From its base in Scotland, INSP helps its members with start-up and editorial support, staff and vendor training, funding, networking and campaigns to raise awareness of their work.
The stories of our vendors are a testament to the strength and effectiveness of the street paper model, which has spread across 40 countries on six continents and earns vendors over $40 million per year.
“I saw many bad things on the streets but I also met people who, like me, wanted to change their lives,” says Brazilian vendor Nelson Carvalho, whose drug addiction led to him becoming homeless.
For Nelson, selling Aurora du Rua on the streets of Salvador meant more than earning an income: “I have the opportunity to share my experiences with others and show them that people on the streets are human like everyone else.”

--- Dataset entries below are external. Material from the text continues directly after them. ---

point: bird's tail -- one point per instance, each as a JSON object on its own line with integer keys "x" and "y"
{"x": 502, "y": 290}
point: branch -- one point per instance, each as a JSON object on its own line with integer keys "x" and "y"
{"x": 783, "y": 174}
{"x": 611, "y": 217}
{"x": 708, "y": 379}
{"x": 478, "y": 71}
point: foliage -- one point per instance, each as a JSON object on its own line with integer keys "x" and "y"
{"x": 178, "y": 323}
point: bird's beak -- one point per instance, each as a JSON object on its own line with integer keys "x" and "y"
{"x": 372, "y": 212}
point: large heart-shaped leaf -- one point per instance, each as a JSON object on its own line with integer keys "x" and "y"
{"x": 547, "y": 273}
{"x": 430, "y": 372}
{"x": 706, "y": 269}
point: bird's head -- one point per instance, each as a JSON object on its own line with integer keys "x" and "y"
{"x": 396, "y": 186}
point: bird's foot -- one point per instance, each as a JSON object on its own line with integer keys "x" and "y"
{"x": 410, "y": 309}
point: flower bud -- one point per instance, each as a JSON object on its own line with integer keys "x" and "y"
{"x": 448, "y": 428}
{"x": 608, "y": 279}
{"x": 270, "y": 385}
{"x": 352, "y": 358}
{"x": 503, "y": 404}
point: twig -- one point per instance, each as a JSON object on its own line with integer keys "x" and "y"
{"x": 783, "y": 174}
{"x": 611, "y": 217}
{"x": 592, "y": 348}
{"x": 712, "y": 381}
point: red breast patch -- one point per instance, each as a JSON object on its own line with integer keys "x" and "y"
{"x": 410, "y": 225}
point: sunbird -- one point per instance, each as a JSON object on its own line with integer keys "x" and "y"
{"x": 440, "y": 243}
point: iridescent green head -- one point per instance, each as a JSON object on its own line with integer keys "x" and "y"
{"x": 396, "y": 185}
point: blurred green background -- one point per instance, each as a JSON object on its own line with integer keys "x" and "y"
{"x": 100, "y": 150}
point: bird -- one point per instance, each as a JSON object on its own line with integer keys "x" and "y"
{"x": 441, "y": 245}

Vendors like Nelson are proud to sell the publications. He explains: “Street papers portray people living on the street with dignity and humanity and change the way society sees them.”
His South African colleague Erica Phillips also believes street papers change people’s perspectives on homelessness. She sold The Big Issue South Africa for seven years after being forced to quit her job when her eyesight deteriorated.
“I’ve gained so much and found people that have really supported me. They notice my determination and outgoing personality. I’m fortunate to have many customers who see me not just as a vendor but as a friend.”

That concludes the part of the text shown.